In 2010, the Aichi Biodiversity Targets saw almost every country sign and commit to 20 ambitious conservation goals – but the decade since has nevertheless proven devastating for biodiversity loss. In 2019 as the Targets were drawing to a close, scientific platform IPBES warned of 1 million species being at risk of extinction. A sweeping report released in September 2020 by the CBD, which facilitated the Targets, confirmed that none of the 20 goals were fully achieved, and only six were achieved in part. A similar report from the World Wildlife Fund found that populations of 4,400 vertebrate species had declined by an average of 68 percent since 1970.

The CBD’s executive secretary Elizabeth Maruma Mrema called the rate of loss “unprecedented.”

Indigenous peoples are crucial custodians of biodiverse landscapes, with their customary lands home to more than 80% of terrestrial biodiversity.

There is currently no agreed-upon cost for funding adequate biodiversity conservation. In 2012, the CBD estimated that it would require between USD 150 and 440 billion annually to achieve the Targets and has not updated the cost since.

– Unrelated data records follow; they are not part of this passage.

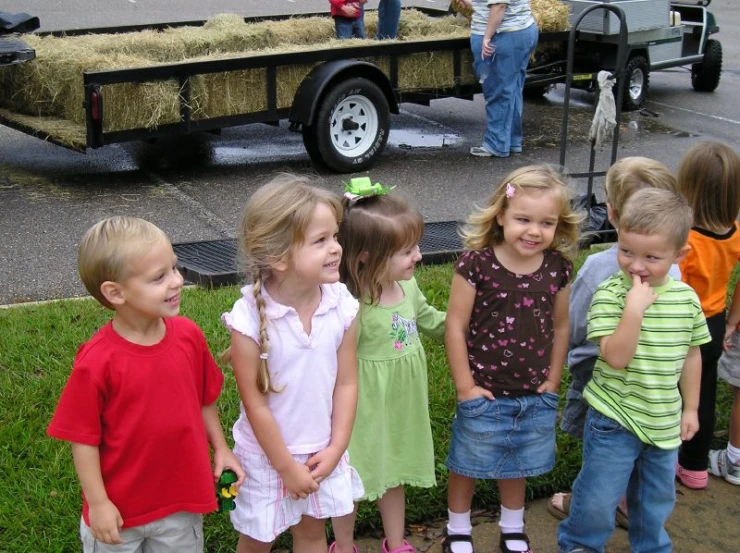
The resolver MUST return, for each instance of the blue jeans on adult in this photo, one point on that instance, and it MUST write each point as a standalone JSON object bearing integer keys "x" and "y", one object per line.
{"x": 389, "y": 13}
{"x": 347, "y": 27}
{"x": 614, "y": 459}
{"x": 504, "y": 88}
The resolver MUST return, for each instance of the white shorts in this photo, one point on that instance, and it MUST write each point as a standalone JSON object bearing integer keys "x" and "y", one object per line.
{"x": 264, "y": 510}
{"x": 729, "y": 364}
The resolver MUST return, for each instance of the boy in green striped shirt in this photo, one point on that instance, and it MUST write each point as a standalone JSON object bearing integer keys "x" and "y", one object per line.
{"x": 644, "y": 393}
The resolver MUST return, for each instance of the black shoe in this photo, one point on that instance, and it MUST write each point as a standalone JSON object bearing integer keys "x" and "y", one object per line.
{"x": 514, "y": 536}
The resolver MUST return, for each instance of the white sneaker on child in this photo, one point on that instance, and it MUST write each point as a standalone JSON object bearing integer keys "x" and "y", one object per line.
{"x": 720, "y": 465}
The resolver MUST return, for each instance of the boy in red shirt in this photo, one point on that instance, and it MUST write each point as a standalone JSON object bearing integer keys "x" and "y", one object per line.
{"x": 349, "y": 20}
{"x": 140, "y": 404}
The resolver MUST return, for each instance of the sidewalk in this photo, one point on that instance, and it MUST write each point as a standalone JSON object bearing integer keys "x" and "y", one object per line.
{"x": 706, "y": 521}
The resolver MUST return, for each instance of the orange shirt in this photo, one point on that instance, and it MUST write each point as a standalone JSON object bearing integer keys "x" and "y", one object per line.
{"x": 709, "y": 264}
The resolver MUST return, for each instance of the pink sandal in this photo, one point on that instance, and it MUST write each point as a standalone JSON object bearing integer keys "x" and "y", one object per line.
{"x": 333, "y": 547}
{"x": 405, "y": 548}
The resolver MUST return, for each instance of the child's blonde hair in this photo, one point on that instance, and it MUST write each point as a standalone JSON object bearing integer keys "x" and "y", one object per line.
{"x": 107, "y": 248}
{"x": 482, "y": 229}
{"x": 372, "y": 231}
{"x": 709, "y": 178}
{"x": 273, "y": 224}
{"x": 652, "y": 211}
{"x": 630, "y": 174}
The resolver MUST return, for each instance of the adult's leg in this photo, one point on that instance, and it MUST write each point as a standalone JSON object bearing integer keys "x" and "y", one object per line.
{"x": 609, "y": 454}
{"x": 392, "y": 507}
{"x": 651, "y": 496}
{"x": 358, "y": 26}
{"x": 389, "y": 14}
{"x": 343, "y": 27}
{"x": 526, "y": 45}
{"x": 500, "y": 90}
{"x": 694, "y": 454}
{"x": 309, "y": 535}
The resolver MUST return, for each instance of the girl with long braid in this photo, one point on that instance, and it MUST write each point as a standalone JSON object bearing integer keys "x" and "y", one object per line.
{"x": 293, "y": 354}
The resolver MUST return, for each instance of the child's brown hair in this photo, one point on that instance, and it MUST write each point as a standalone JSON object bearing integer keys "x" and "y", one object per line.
{"x": 709, "y": 178}
{"x": 373, "y": 229}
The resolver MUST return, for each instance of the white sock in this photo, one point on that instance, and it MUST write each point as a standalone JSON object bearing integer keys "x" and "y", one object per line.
{"x": 733, "y": 454}
{"x": 512, "y": 521}
{"x": 459, "y": 523}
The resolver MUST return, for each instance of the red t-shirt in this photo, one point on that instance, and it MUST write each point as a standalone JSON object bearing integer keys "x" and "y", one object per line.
{"x": 141, "y": 406}
{"x": 336, "y": 7}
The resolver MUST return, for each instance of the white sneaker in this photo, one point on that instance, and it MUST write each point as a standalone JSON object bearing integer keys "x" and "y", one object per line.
{"x": 720, "y": 465}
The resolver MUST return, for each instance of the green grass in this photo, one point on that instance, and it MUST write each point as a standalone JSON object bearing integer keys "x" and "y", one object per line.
{"x": 39, "y": 497}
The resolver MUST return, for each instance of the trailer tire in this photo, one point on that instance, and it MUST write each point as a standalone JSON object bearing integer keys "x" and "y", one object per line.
{"x": 637, "y": 82}
{"x": 705, "y": 75}
{"x": 351, "y": 126}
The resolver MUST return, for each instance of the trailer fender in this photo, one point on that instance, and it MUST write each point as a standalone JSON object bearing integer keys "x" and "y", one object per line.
{"x": 309, "y": 94}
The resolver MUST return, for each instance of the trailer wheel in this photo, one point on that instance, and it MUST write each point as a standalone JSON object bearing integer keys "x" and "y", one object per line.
{"x": 705, "y": 75}
{"x": 636, "y": 84}
{"x": 351, "y": 126}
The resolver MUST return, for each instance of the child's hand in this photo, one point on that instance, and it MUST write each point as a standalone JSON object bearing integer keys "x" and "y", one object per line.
{"x": 474, "y": 392}
{"x": 323, "y": 463}
{"x": 726, "y": 343}
{"x": 225, "y": 459}
{"x": 689, "y": 424}
{"x": 298, "y": 481}
{"x": 349, "y": 10}
{"x": 548, "y": 386}
{"x": 641, "y": 295}
{"x": 106, "y": 522}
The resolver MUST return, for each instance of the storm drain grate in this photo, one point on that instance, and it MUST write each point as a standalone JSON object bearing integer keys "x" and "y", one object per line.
{"x": 213, "y": 262}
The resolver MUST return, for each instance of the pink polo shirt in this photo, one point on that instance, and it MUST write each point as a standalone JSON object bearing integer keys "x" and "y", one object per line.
{"x": 303, "y": 367}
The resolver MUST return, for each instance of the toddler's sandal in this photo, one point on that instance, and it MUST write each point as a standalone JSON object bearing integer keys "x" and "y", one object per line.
{"x": 514, "y": 536}
{"x": 405, "y": 548}
{"x": 452, "y": 538}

Its 2020 report, however, found that total global finance for biodiversity currently stands between USD 80 and 90 billion, paling in comparison to the 500 billion doled out by governments in subsidies that are environmentally harmful.

The biodiversity policy recommendations were created as an applicable output of the scientific discussions that took place in the GLF’s two-day forum held digitally in October 2020, which focused on biodiversity conservation’s role in preventing future emerging infectious diseases such as COVID-19 through the One Health approach. Similar to the landscape approach, One Health advocates for the integration of the fields of human, animal and ecological health, given their extensive interlinkages.

As the new CBD framework is solidified and the Decade on Ecosystem Restoration begins, the recommendations are meant to help ensure the landscape approach, One Health and youth voices have greater sway in biodiversity conservation practices in the decade to come. The recommendations are set to be discussed alongside meetings of the CBD’s subsidiary bodies as a way to realize the framework’s new goals as well as complement the strategy for the Decade.

“This is a good reminder to the world that we are not going anywhere, and we’ll continue working to make sure we stay focused on the climate crisis,” says Hollands.